As Frederick Barbarossa, Emperor of the Holy Roman Empire, kneeled down before the pope and lowered his head to kiss his holiness’s shoe, Pope Alexander III suddenly raised his foot and placed it on the Emperor’s neck. Frederick, however, was quick to respond in an effort to salvage his dignity: “Not to you, but to Peter I kneel”, and the Pope, just as quick, sneering down replied “To Peter and to me”. He then helped Frederick up to his feet and gave him the kiss of peace. What the pope was actually doing, however, was demonstrating how much more powerful the Papacy was than his Empire. Doge Sebastiano Ziani was the person who organised and oversaw this rather tense ceremony, since it took place in Venice in 1177. And no coincidence either, because Venice had achieved special status in the eyes of the Church, to the extent that, on the same occasion, the Pope donated a special ring to Ziani, as a way of recognising Venice’s independence and power from that in Rome. A truly enviable feat for any other leader in the West at the time.

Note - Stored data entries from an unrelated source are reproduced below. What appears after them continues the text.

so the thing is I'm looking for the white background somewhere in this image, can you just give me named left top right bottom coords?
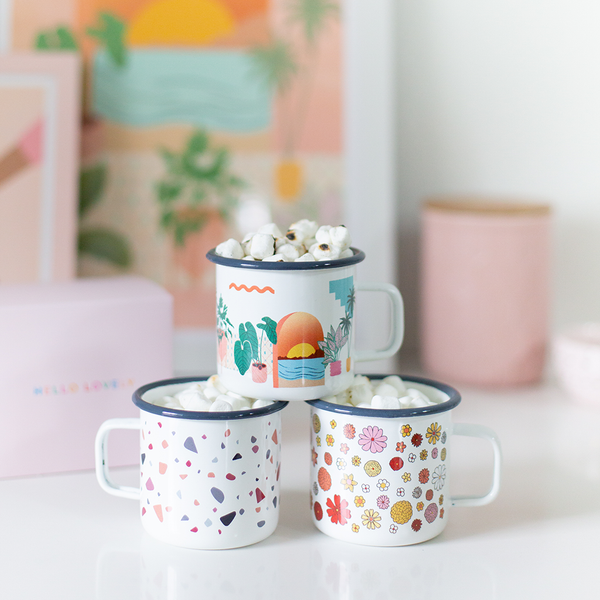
left=394, top=0, right=600, bottom=355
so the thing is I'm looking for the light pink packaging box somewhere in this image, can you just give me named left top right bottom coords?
left=0, top=276, right=173, bottom=478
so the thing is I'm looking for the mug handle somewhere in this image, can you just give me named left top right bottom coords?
left=354, top=282, right=405, bottom=362
left=95, top=418, right=141, bottom=500
left=450, top=423, right=502, bottom=508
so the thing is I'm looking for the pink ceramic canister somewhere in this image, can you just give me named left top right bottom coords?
left=420, top=199, right=552, bottom=387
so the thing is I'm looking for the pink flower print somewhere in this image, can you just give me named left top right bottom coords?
left=358, top=425, right=387, bottom=453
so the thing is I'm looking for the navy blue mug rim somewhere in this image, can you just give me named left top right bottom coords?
left=206, top=247, right=366, bottom=270
left=133, top=376, right=289, bottom=420
left=306, top=374, right=461, bottom=418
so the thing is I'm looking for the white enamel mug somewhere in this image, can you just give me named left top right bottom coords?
left=206, top=248, right=404, bottom=401
left=95, top=377, right=287, bottom=549
left=307, top=375, right=502, bottom=546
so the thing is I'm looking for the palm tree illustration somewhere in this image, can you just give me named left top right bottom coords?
left=250, top=0, right=339, bottom=202
left=341, top=286, right=356, bottom=364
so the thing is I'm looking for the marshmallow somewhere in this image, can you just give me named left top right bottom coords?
left=371, top=395, right=401, bottom=410
left=407, top=388, right=429, bottom=402
left=175, top=388, right=211, bottom=411
left=336, top=389, right=351, bottom=406
left=226, top=393, right=252, bottom=410
left=283, top=230, right=307, bottom=246
left=241, top=232, right=256, bottom=254
left=295, top=252, right=316, bottom=262
left=210, top=397, right=233, bottom=412
left=251, top=398, right=273, bottom=409
left=257, top=223, right=283, bottom=238
left=215, top=238, right=244, bottom=259
left=409, top=397, right=430, bottom=408
left=313, top=243, right=341, bottom=261
left=151, top=378, right=280, bottom=413
left=329, top=225, right=351, bottom=250
left=203, top=386, right=220, bottom=401
left=374, top=382, right=400, bottom=398
left=315, top=225, right=333, bottom=245
left=321, top=375, right=447, bottom=410
left=349, top=383, right=373, bottom=406
left=153, top=395, right=180, bottom=408
left=277, top=243, right=301, bottom=261
left=398, top=395, right=414, bottom=408
left=382, top=375, right=407, bottom=395
left=262, top=253, right=285, bottom=262
left=250, top=233, right=275, bottom=259
left=215, top=220, right=355, bottom=263
left=207, top=374, right=228, bottom=394
left=289, top=219, right=318, bottom=239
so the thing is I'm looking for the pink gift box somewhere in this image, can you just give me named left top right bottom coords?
left=0, top=276, right=173, bottom=478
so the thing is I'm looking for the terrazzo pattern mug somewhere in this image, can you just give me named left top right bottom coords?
left=307, top=376, right=502, bottom=546
left=95, top=377, right=287, bottom=550
left=206, top=248, right=404, bottom=401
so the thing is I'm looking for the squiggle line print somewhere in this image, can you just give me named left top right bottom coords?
left=229, top=283, right=275, bottom=294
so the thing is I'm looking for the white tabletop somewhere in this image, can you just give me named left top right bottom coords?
left=1, top=376, right=598, bottom=599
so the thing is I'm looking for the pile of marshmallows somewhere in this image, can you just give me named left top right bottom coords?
left=215, top=219, right=353, bottom=262
left=321, top=374, right=443, bottom=410
left=154, top=375, right=443, bottom=412
left=154, top=375, right=274, bottom=413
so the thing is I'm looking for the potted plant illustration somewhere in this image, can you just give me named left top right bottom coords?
left=318, top=323, right=349, bottom=377
left=216, top=295, right=233, bottom=364
left=234, top=317, right=278, bottom=383
left=156, top=130, right=244, bottom=277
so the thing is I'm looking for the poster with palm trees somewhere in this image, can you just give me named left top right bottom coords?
left=9, top=0, right=344, bottom=330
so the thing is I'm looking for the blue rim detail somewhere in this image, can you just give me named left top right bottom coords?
left=133, top=376, right=289, bottom=420
left=206, top=247, right=365, bottom=270
left=305, top=374, right=461, bottom=418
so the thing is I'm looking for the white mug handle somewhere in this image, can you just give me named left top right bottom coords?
left=450, top=423, right=502, bottom=508
left=95, top=418, right=141, bottom=500
left=354, top=282, right=404, bottom=362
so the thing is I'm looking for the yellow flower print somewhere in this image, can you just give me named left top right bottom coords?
left=330, top=419, right=337, bottom=429
left=417, top=501, right=424, bottom=511
left=401, top=424, right=412, bottom=437
left=426, top=422, right=442, bottom=445
left=402, top=472, right=412, bottom=483
left=420, top=449, right=428, bottom=461
left=354, top=495, right=366, bottom=507
left=351, top=455, right=361, bottom=467
left=390, top=501, right=413, bottom=524
left=352, top=523, right=360, bottom=533
left=326, top=434, right=335, bottom=447
left=361, top=509, right=381, bottom=530
left=439, top=494, right=444, bottom=505
left=316, top=436, right=321, bottom=447
left=441, top=447, right=447, bottom=461
left=341, top=473, right=357, bottom=492
left=313, top=414, right=321, bottom=433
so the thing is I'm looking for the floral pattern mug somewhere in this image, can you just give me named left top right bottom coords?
left=307, top=376, right=502, bottom=546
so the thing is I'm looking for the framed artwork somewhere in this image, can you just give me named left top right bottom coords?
left=0, top=53, right=80, bottom=283
left=5, top=0, right=397, bottom=374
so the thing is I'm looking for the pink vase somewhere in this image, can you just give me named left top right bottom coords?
left=420, top=198, right=551, bottom=387
left=252, top=363, right=268, bottom=383
left=329, top=361, right=342, bottom=377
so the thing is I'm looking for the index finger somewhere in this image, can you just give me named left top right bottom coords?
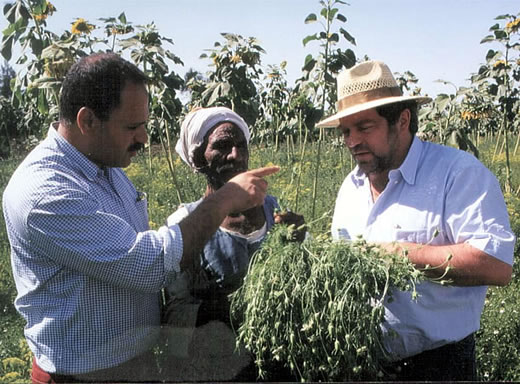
left=248, top=166, right=280, bottom=177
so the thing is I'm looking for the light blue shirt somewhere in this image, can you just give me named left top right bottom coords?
left=332, top=136, right=514, bottom=361
left=2, top=124, right=183, bottom=374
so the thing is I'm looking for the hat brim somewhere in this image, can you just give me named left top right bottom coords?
left=316, top=95, right=432, bottom=128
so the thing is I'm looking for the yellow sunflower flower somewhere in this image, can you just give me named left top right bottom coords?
left=46, top=1, right=56, bottom=15
left=493, top=60, right=508, bottom=68
left=71, top=18, right=95, bottom=35
left=230, top=54, right=241, bottom=64
left=506, top=18, right=520, bottom=33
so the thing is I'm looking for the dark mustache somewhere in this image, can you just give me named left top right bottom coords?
left=129, top=143, right=145, bottom=152
left=216, top=163, right=246, bottom=173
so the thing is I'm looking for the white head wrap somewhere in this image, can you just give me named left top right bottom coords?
left=175, top=106, right=250, bottom=170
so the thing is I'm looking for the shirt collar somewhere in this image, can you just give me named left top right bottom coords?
left=350, top=136, right=424, bottom=187
left=48, top=123, right=104, bottom=182
left=395, top=136, right=422, bottom=185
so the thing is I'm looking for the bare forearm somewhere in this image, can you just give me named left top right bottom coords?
left=388, top=242, right=512, bottom=286
left=176, top=165, right=279, bottom=271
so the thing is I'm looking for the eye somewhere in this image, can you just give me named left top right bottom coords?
left=128, top=122, right=147, bottom=131
left=358, top=124, right=374, bottom=132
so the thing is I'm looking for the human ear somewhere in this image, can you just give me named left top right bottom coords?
left=398, top=109, right=411, bottom=132
left=76, top=107, right=98, bottom=135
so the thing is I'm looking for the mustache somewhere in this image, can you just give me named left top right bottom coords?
left=129, top=143, right=145, bottom=152
left=215, top=163, right=247, bottom=173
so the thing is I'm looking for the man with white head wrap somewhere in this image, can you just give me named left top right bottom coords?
left=175, top=106, right=250, bottom=170
left=162, top=107, right=304, bottom=381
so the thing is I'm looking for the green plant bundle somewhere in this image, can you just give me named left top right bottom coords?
left=230, top=225, right=424, bottom=382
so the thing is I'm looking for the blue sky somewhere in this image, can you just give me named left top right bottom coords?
left=1, top=0, right=519, bottom=97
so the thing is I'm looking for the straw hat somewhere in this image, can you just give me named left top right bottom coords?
left=317, top=60, right=432, bottom=128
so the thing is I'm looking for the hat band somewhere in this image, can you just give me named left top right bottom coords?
left=337, top=86, right=402, bottom=111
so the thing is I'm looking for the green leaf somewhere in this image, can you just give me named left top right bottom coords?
left=30, top=37, right=43, bottom=56
left=336, top=13, right=347, bottom=22
left=485, top=49, right=499, bottom=60
left=0, top=35, right=14, bottom=61
left=3, top=3, right=16, bottom=23
left=207, top=83, right=223, bottom=105
left=302, top=55, right=316, bottom=72
left=302, top=33, right=318, bottom=47
left=2, top=22, right=17, bottom=38
left=435, top=95, right=450, bottom=110
left=118, top=12, right=127, bottom=24
left=339, top=28, right=356, bottom=45
left=494, top=30, right=507, bottom=39
left=37, top=89, right=49, bottom=115
left=435, top=93, right=450, bottom=102
left=480, top=35, right=495, bottom=44
left=329, top=33, right=339, bottom=43
left=15, top=2, right=31, bottom=23
left=329, top=8, right=339, bottom=21
left=304, top=13, right=317, bottom=24
left=320, top=8, right=328, bottom=18
left=324, top=71, right=335, bottom=83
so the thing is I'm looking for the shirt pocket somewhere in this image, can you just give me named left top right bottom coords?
left=133, top=197, right=149, bottom=231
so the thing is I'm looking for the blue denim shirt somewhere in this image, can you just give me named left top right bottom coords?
left=180, top=194, right=278, bottom=294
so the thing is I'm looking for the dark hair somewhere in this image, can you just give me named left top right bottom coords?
left=376, top=100, right=419, bottom=135
left=59, top=52, right=148, bottom=125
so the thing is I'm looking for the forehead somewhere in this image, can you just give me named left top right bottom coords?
left=110, top=82, right=149, bottom=121
left=338, top=108, right=384, bottom=131
left=206, top=122, right=246, bottom=142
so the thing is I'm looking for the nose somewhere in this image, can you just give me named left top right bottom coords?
left=137, top=125, right=148, bottom=145
left=344, top=130, right=361, bottom=149
left=227, top=145, right=240, bottom=160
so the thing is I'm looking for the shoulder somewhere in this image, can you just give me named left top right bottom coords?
left=5, top=152, right=90, bottom=209
left=421, top=140, right=483, bottom=169
left=418, top=141, right=494, bottom=181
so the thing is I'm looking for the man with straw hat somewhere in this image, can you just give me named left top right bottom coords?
left=318, top=60, right=515, bottom=381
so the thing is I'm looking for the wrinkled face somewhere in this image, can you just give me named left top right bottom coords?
left=201, top=122, right=249, bottom=189
left=89, top=82, right=149, bottom=168
left=338, top=108, right=407, bottom=176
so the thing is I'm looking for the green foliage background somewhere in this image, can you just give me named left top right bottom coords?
left=1, top=141, right=520, bottom=381
left=0, top=0, right=519, bottom=381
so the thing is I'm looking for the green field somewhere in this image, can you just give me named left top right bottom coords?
left=1, top=138, right=520, bottom=381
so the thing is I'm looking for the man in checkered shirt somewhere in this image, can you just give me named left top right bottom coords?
left=2, top=52, right=279, bottom=383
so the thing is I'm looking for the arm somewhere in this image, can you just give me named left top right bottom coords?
left=26, top=166, right=278, bottom=291
left=392, top=157, right=514, bottom=287
left=384, top=241, right=512, bottom=286
left=177, top=166, right=279, bottom=271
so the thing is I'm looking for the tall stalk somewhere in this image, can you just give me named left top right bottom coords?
left=157, top=119, right=183, bottom=204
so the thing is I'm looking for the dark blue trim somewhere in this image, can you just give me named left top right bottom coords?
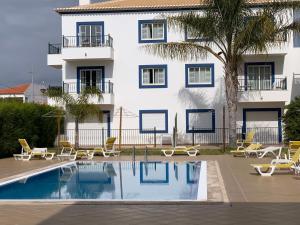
left=139, top=65, right=168, bottom=89
left=76, top=22, right=105, bottom=47
left=139, top=110, right=168, bottom=134
left=77, top=66, right=105, bottom=94
left=242, top=108, right=282, bottom=143
left=103, top=111, right=111, bottom=138
left=140, top=162, right=169, bottom=184
left=186, top=109, right=216, bottom=133
left=244, top=62, right=275, bottom=91
left=185, top=64, right=215, bottom=88
left=138, top=20, right=167, bottom=43
left=186, top=163, right=199, bottom=184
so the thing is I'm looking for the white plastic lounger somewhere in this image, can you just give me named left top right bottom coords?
left=161, top=145, right=200, bottom=157
left=245, top=146, right=282, bottom=158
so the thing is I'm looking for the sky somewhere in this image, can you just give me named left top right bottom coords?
left=0, top=0, right=79, bottom=88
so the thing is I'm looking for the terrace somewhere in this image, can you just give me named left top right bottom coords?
left=47, top=35, right=114, bottom=68
left=238, top=77, right=289, bottom=102
left=0, top=155, right=300, bottom=224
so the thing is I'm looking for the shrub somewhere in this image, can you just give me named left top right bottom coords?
left=0, top=102, right=58, bottom=158
left=283, top=96, right=300, bottom=142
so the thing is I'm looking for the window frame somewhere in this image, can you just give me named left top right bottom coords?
left=185, top=64, right=215, bottom=88
left=139, top=110, right=168, bottom=134
left=138, top=20, right=167, bottom=43
left=139, top=65, right=168, bottom=88
left=186, top=109, right=216, bottom=133
left=77, top=66, right=105, bottom=94
left=76, top=22, right=105, bottom=47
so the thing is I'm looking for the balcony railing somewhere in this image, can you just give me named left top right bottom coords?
left=63, top=35, right=113, bottom=48
left=48, top=43, right=61, bottom=54
left=63, top=81, right=113, bottom=94
left=238, top=77, right=287, bottom=91
left=48, top=35, right=113, bottom=54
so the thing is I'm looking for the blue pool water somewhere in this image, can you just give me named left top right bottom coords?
left=0, top=161, right=207, bottom=201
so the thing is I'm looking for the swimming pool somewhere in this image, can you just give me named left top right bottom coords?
left=0, top=161, right=207, bottom=201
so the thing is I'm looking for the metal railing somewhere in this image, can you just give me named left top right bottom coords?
left=238, top=77, right=287, bottom=91
left=62, top=35, right=113, bottom=48
left=63, top=81, right=113, bottom=94
left=58, top=127, right=282, bottom=147
left=48, top=43, right=61, bottom=54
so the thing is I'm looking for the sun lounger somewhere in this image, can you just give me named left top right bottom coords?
left=94, top=137, right=120, bottom=157
left=13, top=139, right=54, bottom=161
left=245, top=146, right=282, bottom=158
left=230, top=143, right=262, bottom=157
left=57, top=141, right=78, bottom=161
left=236, top=130, right=255, bottom=148
left=161, top=145, right=201, bottom=157
left=251, top=148, right=300, bottom=176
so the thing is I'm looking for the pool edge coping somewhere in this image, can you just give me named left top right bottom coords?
left=0, top=160, right=226, bottom=205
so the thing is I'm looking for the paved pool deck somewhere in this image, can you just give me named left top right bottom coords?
left=0, top=155, right=300, bottom=224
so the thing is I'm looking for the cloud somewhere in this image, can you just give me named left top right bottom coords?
left=0, top=0, right=78, bottom=88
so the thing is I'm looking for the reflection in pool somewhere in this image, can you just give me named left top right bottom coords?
left=0, top=161, right=206, bottom=201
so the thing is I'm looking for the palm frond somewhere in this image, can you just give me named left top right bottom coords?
left=145, top=42, right=224, bottom=63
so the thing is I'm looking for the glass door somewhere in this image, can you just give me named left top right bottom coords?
left=80, top=69, right=102, bottom=92
left=78, top=24, right=103, bottom=47
left=247, top=64, right=272, bottom=90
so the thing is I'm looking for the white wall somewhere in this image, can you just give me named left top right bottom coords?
left=58, top=9, right=300, bottom=137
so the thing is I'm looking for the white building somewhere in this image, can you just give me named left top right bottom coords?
left=47, top=0, right=300, bottom=146
left=0, top=83, right=47, bottom=104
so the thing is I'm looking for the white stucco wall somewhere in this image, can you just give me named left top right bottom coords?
left=50, top=8, right=300, bottom=142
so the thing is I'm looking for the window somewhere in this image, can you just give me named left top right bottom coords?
left=77, top=22, right=104, bottom=47
left=138, top=20, right=167, bottom=43
left=139, top=110, right=168, bottom=133
left=186, top=109, right=215, bottom=133
left=245, top=62, right=274, bottom=91
left=77, top=67, right=104, bottom=94
left=294, top=9, right=300, bottom=47
left=139, top=65, right=167, bottom=88
left=185, top=64, right=214, bottom=87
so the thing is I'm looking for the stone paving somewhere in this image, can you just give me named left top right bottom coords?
left=0, top=155, right=300, bottom=224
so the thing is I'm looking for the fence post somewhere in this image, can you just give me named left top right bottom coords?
left=101, top=128, right=105, bottom=147
left=173, top=127, right=176, bottom=147
left=154, top=127, right=157, bottom=148
left=222, top=106, right=226, bottom=153
left=192, top=127, right=195, bottom=146
left=145, top=145, right=148, bottom=162
left=132, top=145, right=136, bottom=162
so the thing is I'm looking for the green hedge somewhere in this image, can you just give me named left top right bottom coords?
left=0, top=102, right=58, bottom=158
left=283, top=96, right=300, bottom=142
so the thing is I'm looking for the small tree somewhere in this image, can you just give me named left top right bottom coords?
left=283, top=96, right=300, bottom=142
left=145, top=0, right=300, bottom=147
left=46, top=87, right=103, bottom=149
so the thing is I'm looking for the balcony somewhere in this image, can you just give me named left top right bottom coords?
left=47, top=35, right=114, bottom=67
left=63, top=81, right=114, bottom=105
left=47, top=43, right=63, bottom=68
left=238, top=77, right=289, bottom=102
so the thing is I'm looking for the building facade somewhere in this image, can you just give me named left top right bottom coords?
left=48, top=0, right=300, bottom=146
left=0, top=83, right=47, bottom=104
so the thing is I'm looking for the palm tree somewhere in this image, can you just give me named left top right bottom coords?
left=46, top=87, right=103, bottom=149
left=145, top=0, right=300, bottom=147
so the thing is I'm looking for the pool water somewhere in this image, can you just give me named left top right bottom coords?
left=0, top=161, right=207, bottom=201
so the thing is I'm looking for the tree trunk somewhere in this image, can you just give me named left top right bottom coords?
left=224, top=64, right=239, bottom=148
left=75, top=118, right=79, bottom=150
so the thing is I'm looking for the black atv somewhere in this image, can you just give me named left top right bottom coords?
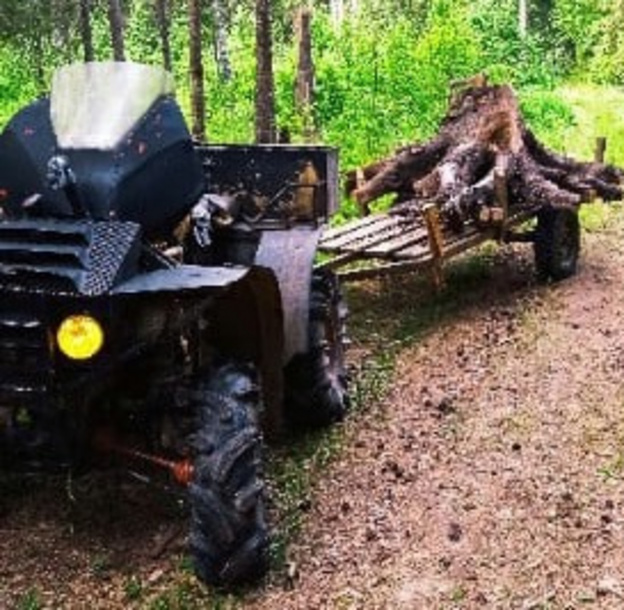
left=0, top=62, right=348, bottom=587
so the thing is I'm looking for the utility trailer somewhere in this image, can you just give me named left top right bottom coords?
left=317, top=180, right=583, bottom=286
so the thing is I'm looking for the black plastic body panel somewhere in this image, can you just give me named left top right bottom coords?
left=0, top=97, right=205, bottom=238
left=196, top=144, right=339, bottom=224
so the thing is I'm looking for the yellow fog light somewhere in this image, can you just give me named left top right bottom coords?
left=56, top=315, right=104, bottom=360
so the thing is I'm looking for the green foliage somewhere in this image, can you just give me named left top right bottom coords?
left=309, top=4, right=483, bottom=170
left=0, top=0, right=620, bottom=191
left=552, top=0, right=610, bottom=68
left=0, top=46, right=39, bottom=126
left=549, top=0, right=624, bottom=85
left=470, top=0, right=560, bottom=88
left=587, top=0, right=624, bottom=84
left=520, top=90, right=576, bottom=150
left=124, top=575, right=144, bottom=602
left=557, top=84, right=624, bottom=166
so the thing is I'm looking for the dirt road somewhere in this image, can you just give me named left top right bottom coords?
left=247, top=207, right=624, bottom=609
left=2, top=207, right=624, bottom=609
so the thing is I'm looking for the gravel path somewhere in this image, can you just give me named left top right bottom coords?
left=247, top=216, right=624, bottom=609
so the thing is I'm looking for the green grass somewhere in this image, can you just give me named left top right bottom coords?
left=555, top=85, right=624, bottom=235
left=346, top=243, right=508, bottom=349
left=124, top=576, right=144, bottom=603
left=580, top=201, right=623, bottom=233
left=15, top=588, right=42, bottom=610
left=558, top=84, right=624, bottom=166
left=266, top=427, right=345, bottom=570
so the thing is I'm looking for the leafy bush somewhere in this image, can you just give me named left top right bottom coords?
left=0, top=46, right=39, bottom=126
left=520, top=90, right=576, bottom=150
left=309, top=4, right=483, bottom=168
left=552, top=0, right=610, bottom=71
left=469, top=0, right=560, bottom=88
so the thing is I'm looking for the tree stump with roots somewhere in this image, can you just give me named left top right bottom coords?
left=346, top=76, right=623, bottom=229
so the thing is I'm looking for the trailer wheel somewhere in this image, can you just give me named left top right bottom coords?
left=187, top=362, right=269, bottom=588
left=284, top=269, right=349, bottom=429
left=534, top=207, right=580, bottom=281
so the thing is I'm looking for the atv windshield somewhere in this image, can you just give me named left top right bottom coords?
left=50, top=62, right=174, bottom=151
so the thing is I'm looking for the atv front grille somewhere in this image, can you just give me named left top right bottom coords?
left=0, top=219, right=141, bottom=296
left=0, top=310, right=50, bottom=403
left=86, top=222, right=141, bottom=295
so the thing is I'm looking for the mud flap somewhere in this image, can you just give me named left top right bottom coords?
left=254, top=228, right=321, bottom=363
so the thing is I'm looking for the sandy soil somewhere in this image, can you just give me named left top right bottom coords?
left=2, top=212, right=624, bottom=609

Since that day, once a year, on Ascension day, the doge would be taken out onto the Bucintoro, the Venetian Dogal ship, and drop the ring into the water, renewing the marriage with the sea. After all, it was thanks to the sea that Venice had gained and maintained its enormous power, whether their ships crossed it for commerce or for war. And it was in this hall, the Sala della Milizia del Mar, that 20 experienced men would meet to recruit the crew for every ship going into battle.